Al servicio del faraón

Debido a la especial tarea que llevaban a cabo, los habitantes de Deir el-Medina disponían de una ventaja respecto al resto de egipcios: no tenían que sufrir el pago de la azofra o trabajo obligatorio debido al soberano. Todavía no están muy claros los mecanismos por los que se regía este pago, pero lo cierto es que cuando se requería una fuerza de trabajo, bien para limpiar canales, llevar ladrillos o incluso organizar una expedición punitiva, cualquier egipcio podía ser «requisado» durante cierto tiempo para trabajar para el faraón. Intentar huir no era una buena idea, porque hay papiros del Imperio Medio en los que se recoge el nombre del fugitivo y de sus familiares, que eran encarcelados hasta que aquél regresara a cumplir con sus tareas. Esto en el caso de que les tocara un funcionario que no intentase aprovecharse de su posición, porque lo cierto es que desde el Imperio Antiguo parecen haberse producido abusos
con la azofra, que los faraones intentaron paliar con decretos reales. Conocemos casos de recaudadores de impuestos que cargaban la mano contra quienes no podían defenderse y se quedaban con la ganancia extra, igual que algunos escribas, que redondeaban las cifras hacia arriba y al final del mes contaban con un bonito sobresueldo.

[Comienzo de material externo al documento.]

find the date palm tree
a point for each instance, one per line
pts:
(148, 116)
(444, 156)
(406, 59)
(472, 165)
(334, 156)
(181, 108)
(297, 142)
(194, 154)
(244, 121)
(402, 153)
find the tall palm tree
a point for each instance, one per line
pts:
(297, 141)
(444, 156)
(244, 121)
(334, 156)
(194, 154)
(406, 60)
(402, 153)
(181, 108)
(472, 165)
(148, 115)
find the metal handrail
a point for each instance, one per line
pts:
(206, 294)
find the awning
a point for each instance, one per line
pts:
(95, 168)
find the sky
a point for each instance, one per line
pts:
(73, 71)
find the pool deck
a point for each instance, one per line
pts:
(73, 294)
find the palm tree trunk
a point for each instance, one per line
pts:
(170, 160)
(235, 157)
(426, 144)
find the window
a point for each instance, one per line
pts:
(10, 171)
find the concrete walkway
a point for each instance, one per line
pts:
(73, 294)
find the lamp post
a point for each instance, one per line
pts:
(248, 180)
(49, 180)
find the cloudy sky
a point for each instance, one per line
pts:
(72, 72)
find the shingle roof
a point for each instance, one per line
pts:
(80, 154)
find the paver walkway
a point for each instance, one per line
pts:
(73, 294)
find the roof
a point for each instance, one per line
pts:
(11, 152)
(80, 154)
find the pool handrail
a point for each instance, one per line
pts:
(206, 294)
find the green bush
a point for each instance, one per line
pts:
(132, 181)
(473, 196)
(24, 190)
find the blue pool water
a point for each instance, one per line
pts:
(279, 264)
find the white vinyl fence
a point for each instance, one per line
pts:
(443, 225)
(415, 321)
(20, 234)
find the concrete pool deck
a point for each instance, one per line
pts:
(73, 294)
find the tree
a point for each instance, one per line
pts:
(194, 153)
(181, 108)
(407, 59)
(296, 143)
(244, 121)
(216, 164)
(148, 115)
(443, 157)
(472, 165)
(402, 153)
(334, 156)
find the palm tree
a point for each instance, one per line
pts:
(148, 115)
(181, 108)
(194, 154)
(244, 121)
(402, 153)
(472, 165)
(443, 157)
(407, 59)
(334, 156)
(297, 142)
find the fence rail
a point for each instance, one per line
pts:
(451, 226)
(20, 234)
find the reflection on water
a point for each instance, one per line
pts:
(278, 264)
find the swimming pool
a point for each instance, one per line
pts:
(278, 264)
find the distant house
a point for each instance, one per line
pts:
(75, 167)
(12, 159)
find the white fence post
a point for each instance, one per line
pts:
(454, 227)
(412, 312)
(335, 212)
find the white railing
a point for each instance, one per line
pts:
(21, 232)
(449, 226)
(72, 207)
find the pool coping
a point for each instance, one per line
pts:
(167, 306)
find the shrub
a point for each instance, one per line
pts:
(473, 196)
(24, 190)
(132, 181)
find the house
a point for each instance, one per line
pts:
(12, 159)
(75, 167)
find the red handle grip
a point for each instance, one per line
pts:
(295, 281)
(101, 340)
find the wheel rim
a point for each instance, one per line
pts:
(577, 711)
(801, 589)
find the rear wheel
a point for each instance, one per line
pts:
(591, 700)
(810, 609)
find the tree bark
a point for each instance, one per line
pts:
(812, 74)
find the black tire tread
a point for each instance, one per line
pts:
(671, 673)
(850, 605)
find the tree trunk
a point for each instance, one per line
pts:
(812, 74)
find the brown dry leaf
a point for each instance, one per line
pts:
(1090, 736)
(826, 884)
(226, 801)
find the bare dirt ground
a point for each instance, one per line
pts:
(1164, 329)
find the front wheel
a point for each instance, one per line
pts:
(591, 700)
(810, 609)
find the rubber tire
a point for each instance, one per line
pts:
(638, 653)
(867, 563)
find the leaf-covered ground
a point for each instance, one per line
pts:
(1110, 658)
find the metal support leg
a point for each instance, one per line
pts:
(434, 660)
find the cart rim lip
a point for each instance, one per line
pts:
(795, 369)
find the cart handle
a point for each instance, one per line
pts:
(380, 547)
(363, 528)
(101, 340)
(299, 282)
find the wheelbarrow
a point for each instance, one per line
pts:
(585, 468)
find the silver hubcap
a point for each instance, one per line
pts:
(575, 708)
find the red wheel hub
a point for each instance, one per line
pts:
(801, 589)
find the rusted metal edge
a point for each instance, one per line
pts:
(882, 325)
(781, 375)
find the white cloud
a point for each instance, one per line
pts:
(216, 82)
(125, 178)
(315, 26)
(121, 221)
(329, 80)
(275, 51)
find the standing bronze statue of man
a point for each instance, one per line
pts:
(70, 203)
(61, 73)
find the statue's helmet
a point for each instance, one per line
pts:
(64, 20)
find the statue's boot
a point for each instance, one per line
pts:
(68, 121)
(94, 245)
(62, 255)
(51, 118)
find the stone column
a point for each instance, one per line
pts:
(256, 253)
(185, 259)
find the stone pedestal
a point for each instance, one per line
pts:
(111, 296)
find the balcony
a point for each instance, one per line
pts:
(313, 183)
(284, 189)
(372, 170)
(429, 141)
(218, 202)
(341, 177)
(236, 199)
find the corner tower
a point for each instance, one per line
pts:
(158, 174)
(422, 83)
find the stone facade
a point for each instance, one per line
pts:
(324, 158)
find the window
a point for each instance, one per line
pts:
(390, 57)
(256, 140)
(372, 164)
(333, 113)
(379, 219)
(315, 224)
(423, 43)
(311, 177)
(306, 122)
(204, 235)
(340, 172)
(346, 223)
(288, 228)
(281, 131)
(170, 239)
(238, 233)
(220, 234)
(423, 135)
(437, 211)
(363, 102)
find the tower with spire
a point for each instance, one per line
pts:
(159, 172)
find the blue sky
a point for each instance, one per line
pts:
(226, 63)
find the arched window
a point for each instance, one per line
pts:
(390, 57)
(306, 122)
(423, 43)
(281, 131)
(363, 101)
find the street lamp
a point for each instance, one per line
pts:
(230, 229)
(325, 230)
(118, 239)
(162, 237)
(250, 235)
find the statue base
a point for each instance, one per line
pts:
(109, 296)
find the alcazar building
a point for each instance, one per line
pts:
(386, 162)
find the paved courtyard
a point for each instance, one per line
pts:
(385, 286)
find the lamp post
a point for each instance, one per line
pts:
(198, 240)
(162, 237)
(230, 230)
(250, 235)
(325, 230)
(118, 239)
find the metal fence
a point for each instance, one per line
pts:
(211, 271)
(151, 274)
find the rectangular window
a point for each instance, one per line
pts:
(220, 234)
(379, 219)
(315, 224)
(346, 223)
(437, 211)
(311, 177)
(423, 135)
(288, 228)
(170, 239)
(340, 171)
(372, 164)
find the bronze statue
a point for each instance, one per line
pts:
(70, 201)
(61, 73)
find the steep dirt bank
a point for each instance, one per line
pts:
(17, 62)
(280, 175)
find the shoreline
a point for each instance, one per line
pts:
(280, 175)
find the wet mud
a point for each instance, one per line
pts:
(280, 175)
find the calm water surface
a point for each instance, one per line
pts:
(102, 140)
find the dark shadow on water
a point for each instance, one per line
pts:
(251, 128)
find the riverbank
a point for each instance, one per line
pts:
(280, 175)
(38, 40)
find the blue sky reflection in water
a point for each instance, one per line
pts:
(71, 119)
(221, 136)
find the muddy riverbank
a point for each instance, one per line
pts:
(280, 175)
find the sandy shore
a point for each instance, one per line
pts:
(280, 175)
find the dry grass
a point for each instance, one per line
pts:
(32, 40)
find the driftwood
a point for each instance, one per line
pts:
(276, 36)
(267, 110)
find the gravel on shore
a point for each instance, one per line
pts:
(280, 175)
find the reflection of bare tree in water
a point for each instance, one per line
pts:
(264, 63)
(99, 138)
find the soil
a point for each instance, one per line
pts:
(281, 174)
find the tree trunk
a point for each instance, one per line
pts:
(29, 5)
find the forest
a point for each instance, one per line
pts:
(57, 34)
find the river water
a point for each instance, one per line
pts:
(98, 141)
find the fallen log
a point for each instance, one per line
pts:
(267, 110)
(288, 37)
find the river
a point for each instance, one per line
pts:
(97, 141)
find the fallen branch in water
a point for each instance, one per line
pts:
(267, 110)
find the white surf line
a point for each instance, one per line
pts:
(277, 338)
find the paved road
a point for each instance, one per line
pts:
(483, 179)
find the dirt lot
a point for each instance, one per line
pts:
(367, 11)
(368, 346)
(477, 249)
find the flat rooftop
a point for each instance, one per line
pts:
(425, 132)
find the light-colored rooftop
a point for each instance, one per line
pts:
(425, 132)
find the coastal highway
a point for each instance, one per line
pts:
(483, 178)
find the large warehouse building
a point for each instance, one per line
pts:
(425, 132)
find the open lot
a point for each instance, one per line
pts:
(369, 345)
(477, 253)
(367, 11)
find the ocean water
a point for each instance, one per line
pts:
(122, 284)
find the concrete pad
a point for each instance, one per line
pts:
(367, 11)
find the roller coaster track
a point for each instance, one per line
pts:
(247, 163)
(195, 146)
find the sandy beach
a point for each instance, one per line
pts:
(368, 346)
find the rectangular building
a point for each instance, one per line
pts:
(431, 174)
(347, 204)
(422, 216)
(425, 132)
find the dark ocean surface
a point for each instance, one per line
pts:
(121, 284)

Como vemos, vivir a orillas del Nilo en el antiguo Egipto era duro y peligroso para la salud, como en casi cualquier otro lugar del mundo antiguo. Este tipo de desgaste se iba sumando para terminar acortando la esperanza media de vida hasta los 35 o 40 años. Lo interesante es que el terrible precio que suponía vivir junto al gran río no perdonaba a nadie, e incluso los miembros de la clase alta terminaban sucumbiendo a él.